The ash of the fire gusted as air replaced him. The third moon, like a polished metal ball, rose in the twilight sky, made a right angled turn far above them, receded into dark. Lumi felt the tug of the huge mass moving away, heard waves breaking on the lake shore, squinted at the sudden flare of a star drive igniting.

ABOUT “THE OWNER”

There’s not much to add about this story. It’s another ‘Owner’ one in its distinct future history, but has no history itself (i.e. wasn’t published anywhere but in The Engineer collection). I reckon I’ve got about four or five future histories going now, and probably will start more of them. Looking at the ongoing creation of the ‘runcible universe’ I wonder how many writers love or feel trapped by their speculative creations, or both.

THE OWNER

There is a place where stands an ancient pillar. It is taller than a man, just, and wider. It is a plain cylinder without plinth or capital and is made of grey corrosion-free metal. Its surface is intagliated with strange runes, or circuit diagrams, and it stands upon sand in a bleak place where few have heard of Ozymandias. It is real, absolutely and solidly real, as if its location has formed around it — an accretion of reality. Standing on the sand by this pillar is a swordsman. He is just in its shadow; all dark fabric and iron, and seemingly part of that shadow. Such fancy he would perhaps allow a smile, knowing a permanence greater than that of the grey metal.
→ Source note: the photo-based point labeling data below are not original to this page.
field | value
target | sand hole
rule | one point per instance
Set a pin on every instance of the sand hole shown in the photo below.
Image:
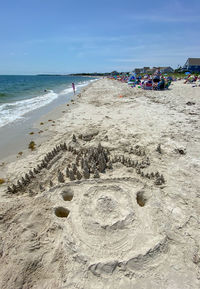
(141, 200)
(67, 195)
(61, 212)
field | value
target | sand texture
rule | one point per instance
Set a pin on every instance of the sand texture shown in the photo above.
(111, 199)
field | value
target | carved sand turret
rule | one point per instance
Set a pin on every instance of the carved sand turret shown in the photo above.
(71, 175)
(65, 146)
(41, 188)
(9, 189)
(27, 177)
(96, 174)
(78, 174)
(86, 172)
(67, 172)
(152, 175)
(24, 182)
(74, 168)
(19, 184)
(61, 177)
(35, 171)
(31, 174)
(14, 189)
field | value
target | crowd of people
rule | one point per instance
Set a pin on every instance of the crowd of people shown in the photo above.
(157, 81)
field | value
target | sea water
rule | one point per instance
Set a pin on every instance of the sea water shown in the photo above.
(21, 94)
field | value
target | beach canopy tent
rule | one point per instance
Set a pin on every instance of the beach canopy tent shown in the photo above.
(132, 76)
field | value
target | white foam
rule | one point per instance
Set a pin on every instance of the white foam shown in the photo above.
(10, 112)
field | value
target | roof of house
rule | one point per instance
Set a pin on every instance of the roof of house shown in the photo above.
(193, 61)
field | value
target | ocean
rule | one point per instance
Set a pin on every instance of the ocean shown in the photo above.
(21, 94)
They were tired of running, tired of forever being on guard, and tired of the fear, but there was only one alternative. Cheydar knew this and it churned him up inside. Sometimes he felt a hopelessness so strong he just wanted to stop, to sit down and wait for the end, but he hadn’t, not yet. The Code would not allow him suicide without permission.

When he saw him, the man seated on a boulder out on the flats, watching them, Cheydar thought, Here is another killer come for the Cariphe’s reward. And, as he waved his two sons to his side and moved out from the campfire he wondered if he might die this day. The boys spaced themselves and pumped full the gas cylinders of their air guns. Cheydar was weary, loath to kill yet again, frightened he might not be able to. Behind him Suen held her daughter close and looked on. Suen, wife of Tarrin, to whom he and his family were sworn service of life. All this for her and the girl now. He knew that sometimes she damned the loyalty that kept him and his kin with her, only sometimes, without it there was only that one alternative.

The man was motionless. It seemed as if he might have sat there all night watching their camp. When he finally moved, when he finally came down from his rock, it was at the precise moment the sun gnawed a red-hot lump out of the horizon. Cheydar felt his throat clench: The Daybreak Warrior. Then he damned himself for a fool and the bitterness inside threatened to overwhelm him. He was too old for such fairy tales. If only Tarrin had been as wise.

“He looks a handy one this,” he said.

It was the way the man had come down from the boulder: lithe, strong. That had been a four metre drop and he had taken it as if it was nothing and was strolling towards them with the loose-limbed gait of a trained fighter… killer.